Похож ли он на человеческий, например? Методология исследований играет важную роль, и полисомнография – компьютеризированное изучение сна с помощью регистрации электрической активности головного мозга, а также глазных яблок и мышц подбородка – является золотым стандартом мониторинга сна у людей и млекопитающих. Однако у мушек по понятным причинам чрезвычайно трудно записывать электрическую активность мозга. Поэтому их «сон» традиционно определяется на основе поведенческих критериев, а главное – по отсутствию движений.
Мушек по одной помещают в пробирку, на донышке которой находится агар[163], которым насекомое питается. Мушка может перемещаться из одного конца пробирки в другой. Инфракрасный луч, проходящий через середину пробирки, регистрирует эти перемещение. Таким способом можно оценить длительность неподвижного периода насекомого. Предположить, что она спит, – возможно. Однако семантика заставляет уточнять важные нюансы. Мы можем только предположить, что мушка находится в состоянии сна, когда она неподвижна. И это все, что мы знаем о ней в тот период, когда датчик не фиксирует перемещение мушки[164]. Но какие потенциально важные последствия для полученных результатов и общих выводов таит в себе это заключение! Как, впрочем, и готовность к неизбежным противоречиям оппонентов.
Недавние исследования мух доказали, что сон и бодрствование влияют на окислительно-восстановительный гомеостаз.
Например, было установлено, что в зависимости от того, как количественно определяются сон и неподвижность и как производится на этом основанное лишение сна, мушки могут умирать от этого или оставаться живыми, как если бы они не нуждались в каком-либо сне вообще[165]. Говоря о сне у млекопитающих, важно заметить, что центральным понятием является интенсивность или глубина сна, которая определяется предыдущей историей бодрствования.
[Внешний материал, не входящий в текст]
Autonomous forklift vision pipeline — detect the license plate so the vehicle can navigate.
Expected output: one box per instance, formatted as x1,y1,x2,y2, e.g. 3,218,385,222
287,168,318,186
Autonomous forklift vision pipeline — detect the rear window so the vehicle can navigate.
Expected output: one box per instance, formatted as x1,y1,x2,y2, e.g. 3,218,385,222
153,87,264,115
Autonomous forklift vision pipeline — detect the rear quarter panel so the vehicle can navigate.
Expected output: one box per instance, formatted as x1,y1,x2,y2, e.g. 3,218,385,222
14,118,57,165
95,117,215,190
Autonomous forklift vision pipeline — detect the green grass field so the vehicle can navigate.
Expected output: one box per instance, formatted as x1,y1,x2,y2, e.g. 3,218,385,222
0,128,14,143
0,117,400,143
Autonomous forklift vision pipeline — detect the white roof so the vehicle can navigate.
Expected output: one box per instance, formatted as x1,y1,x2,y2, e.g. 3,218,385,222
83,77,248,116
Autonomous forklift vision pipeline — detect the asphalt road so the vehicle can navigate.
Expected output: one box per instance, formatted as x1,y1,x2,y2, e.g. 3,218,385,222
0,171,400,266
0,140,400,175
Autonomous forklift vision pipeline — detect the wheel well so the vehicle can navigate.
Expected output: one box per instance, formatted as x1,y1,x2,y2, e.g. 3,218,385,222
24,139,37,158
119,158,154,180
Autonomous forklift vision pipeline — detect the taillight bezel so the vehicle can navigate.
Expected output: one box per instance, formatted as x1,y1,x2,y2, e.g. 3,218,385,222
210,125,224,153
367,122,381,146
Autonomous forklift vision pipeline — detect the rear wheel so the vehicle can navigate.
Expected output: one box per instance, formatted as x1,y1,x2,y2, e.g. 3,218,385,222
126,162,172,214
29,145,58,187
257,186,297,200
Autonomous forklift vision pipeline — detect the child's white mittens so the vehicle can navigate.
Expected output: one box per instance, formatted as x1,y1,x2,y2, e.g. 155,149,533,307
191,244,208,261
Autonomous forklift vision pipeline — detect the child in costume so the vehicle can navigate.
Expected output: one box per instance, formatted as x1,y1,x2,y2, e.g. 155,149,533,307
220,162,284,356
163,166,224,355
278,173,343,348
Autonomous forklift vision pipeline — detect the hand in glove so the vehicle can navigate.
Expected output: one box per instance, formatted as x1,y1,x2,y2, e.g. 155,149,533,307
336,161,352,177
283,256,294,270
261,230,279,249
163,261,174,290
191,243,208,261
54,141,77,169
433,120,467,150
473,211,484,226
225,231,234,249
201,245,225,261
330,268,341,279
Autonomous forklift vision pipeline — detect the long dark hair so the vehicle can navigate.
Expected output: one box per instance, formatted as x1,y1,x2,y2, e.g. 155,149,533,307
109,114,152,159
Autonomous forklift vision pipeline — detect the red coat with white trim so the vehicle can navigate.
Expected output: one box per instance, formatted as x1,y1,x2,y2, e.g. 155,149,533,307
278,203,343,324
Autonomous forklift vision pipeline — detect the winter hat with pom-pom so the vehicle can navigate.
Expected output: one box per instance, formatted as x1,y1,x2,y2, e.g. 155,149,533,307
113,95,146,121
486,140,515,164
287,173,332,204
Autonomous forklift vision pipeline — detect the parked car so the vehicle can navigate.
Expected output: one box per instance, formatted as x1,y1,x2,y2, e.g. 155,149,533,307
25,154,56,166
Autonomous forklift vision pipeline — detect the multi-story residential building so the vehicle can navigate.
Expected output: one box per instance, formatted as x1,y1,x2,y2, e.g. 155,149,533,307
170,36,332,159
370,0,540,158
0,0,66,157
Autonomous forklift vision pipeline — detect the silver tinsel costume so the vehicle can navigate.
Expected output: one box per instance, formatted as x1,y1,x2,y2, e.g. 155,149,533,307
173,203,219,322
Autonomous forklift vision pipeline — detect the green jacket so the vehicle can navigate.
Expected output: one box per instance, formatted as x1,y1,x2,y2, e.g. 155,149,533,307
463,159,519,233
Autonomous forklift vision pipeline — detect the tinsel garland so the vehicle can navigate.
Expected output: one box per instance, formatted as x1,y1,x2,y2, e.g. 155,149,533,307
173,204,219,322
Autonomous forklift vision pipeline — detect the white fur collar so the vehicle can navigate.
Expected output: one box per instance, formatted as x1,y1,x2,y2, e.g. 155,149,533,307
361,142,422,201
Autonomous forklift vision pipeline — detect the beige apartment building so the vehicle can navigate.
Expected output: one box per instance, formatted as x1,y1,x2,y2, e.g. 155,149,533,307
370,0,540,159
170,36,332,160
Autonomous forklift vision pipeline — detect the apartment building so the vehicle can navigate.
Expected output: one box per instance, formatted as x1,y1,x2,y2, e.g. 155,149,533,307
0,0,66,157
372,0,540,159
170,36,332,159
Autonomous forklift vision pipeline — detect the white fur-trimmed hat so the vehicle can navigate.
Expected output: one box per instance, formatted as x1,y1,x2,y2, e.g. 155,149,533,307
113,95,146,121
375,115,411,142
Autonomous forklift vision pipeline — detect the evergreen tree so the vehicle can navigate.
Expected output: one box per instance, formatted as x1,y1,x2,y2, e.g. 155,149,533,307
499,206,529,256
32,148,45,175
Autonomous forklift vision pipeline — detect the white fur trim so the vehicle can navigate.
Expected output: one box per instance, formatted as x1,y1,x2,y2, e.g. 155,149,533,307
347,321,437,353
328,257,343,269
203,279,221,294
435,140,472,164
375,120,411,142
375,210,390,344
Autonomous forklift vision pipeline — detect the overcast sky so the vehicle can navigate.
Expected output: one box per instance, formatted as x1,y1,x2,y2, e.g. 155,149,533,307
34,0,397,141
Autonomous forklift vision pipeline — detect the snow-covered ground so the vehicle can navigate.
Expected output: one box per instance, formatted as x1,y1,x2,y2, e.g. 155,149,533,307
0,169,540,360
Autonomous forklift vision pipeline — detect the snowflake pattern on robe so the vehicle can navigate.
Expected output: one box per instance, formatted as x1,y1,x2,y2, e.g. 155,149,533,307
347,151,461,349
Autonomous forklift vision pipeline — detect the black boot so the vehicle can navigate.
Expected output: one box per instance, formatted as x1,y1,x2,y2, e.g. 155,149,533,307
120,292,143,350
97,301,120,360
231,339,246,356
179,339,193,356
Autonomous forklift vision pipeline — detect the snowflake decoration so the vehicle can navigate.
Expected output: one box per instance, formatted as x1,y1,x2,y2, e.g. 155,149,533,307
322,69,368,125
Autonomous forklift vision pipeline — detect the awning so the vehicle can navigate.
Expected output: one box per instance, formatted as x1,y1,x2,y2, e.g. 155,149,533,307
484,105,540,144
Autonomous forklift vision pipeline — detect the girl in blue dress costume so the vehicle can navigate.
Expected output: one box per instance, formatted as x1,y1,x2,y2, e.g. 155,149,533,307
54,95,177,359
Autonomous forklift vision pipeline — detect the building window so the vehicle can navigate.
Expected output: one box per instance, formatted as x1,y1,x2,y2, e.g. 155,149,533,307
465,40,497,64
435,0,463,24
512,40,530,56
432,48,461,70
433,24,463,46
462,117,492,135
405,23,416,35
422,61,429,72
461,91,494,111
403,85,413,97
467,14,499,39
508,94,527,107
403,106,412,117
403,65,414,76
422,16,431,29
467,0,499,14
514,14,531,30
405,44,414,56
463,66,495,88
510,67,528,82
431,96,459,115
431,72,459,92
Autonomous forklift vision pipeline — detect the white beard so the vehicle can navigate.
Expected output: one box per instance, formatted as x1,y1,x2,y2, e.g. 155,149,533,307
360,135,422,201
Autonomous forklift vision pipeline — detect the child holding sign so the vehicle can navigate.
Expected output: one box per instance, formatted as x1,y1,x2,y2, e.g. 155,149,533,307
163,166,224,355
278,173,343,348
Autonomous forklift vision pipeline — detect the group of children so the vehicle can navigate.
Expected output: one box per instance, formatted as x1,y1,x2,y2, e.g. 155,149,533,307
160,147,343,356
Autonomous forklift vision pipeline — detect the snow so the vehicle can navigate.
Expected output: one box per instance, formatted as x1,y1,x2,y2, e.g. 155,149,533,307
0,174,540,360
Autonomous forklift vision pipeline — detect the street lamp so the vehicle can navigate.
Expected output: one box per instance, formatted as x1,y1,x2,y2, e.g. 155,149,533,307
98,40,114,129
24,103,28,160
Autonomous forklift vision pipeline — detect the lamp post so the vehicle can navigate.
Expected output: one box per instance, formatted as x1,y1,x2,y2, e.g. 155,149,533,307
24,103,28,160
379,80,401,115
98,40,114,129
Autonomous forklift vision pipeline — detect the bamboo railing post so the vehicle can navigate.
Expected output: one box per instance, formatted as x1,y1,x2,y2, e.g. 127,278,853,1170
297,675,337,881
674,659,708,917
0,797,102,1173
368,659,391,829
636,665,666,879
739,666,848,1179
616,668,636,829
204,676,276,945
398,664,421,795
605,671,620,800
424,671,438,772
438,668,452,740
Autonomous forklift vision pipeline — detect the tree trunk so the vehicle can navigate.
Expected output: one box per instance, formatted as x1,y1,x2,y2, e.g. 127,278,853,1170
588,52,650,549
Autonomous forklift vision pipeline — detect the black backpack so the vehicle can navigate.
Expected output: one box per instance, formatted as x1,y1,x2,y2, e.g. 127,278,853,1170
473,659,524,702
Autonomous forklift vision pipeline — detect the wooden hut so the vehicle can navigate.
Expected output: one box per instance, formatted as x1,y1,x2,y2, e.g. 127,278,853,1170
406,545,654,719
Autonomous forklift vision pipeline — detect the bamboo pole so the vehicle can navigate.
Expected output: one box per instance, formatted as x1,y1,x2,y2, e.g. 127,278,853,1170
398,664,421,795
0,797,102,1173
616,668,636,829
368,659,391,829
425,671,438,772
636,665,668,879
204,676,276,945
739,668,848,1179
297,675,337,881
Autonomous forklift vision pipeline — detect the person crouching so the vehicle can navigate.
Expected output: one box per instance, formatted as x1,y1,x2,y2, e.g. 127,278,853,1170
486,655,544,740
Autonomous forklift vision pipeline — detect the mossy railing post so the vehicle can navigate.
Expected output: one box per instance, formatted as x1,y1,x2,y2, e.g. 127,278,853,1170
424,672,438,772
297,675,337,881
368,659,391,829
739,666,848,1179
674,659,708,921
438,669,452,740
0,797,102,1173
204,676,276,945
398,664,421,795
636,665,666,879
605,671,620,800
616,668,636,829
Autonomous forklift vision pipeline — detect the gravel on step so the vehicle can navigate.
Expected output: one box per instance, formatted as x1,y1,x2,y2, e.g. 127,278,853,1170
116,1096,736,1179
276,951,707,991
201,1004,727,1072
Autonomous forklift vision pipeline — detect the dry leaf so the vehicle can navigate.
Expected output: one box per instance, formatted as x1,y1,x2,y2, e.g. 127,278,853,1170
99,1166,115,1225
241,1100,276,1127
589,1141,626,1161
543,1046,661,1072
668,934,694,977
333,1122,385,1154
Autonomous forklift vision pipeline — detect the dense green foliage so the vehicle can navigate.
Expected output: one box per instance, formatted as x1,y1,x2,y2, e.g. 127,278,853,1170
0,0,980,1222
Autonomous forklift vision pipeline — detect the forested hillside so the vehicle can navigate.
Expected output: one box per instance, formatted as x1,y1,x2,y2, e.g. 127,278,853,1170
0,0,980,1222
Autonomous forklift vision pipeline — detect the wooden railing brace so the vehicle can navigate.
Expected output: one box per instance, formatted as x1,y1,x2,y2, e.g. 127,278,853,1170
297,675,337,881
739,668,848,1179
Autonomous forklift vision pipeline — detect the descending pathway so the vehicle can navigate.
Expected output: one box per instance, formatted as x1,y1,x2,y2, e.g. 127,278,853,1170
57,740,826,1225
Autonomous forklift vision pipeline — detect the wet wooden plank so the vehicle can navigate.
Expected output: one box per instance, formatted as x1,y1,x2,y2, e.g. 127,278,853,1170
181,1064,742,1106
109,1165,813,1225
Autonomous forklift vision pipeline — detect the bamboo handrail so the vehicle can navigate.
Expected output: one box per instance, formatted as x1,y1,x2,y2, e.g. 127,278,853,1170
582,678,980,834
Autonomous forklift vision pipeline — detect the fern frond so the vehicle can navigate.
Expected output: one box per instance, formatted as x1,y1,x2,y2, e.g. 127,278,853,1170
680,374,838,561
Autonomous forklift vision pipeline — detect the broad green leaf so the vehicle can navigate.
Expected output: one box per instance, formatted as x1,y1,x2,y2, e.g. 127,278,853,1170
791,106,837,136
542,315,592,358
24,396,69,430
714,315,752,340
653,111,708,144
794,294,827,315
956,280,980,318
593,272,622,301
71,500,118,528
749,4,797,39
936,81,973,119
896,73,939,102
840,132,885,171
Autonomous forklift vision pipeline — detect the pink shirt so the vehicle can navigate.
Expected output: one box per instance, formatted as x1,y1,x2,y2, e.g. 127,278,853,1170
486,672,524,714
Как мы обсуждали ранее, классическое мерило интенсивности сна у млекопитающих, а также у птиц – уровень активности медленных волн ЭЭГ, который увеличивается пропорционально длительности предшествующего бодрствования. Такая мера у мух в настоящее время отсутствует, или, по крайней мере, доказательства ее в настоящее время весьма ограничены, и даже если бы она была хорошо установлена, ее не очень легко было бы получить в рутинных экспериментах, тем более что в них обычно участвуют сотни, если не тысячи, мух. Таким образом, необходимо определить другие характеристики сна, возможно основанные на каких-то иных аспектах физиологии, которые наблюдаются за пределами деятельности мозга.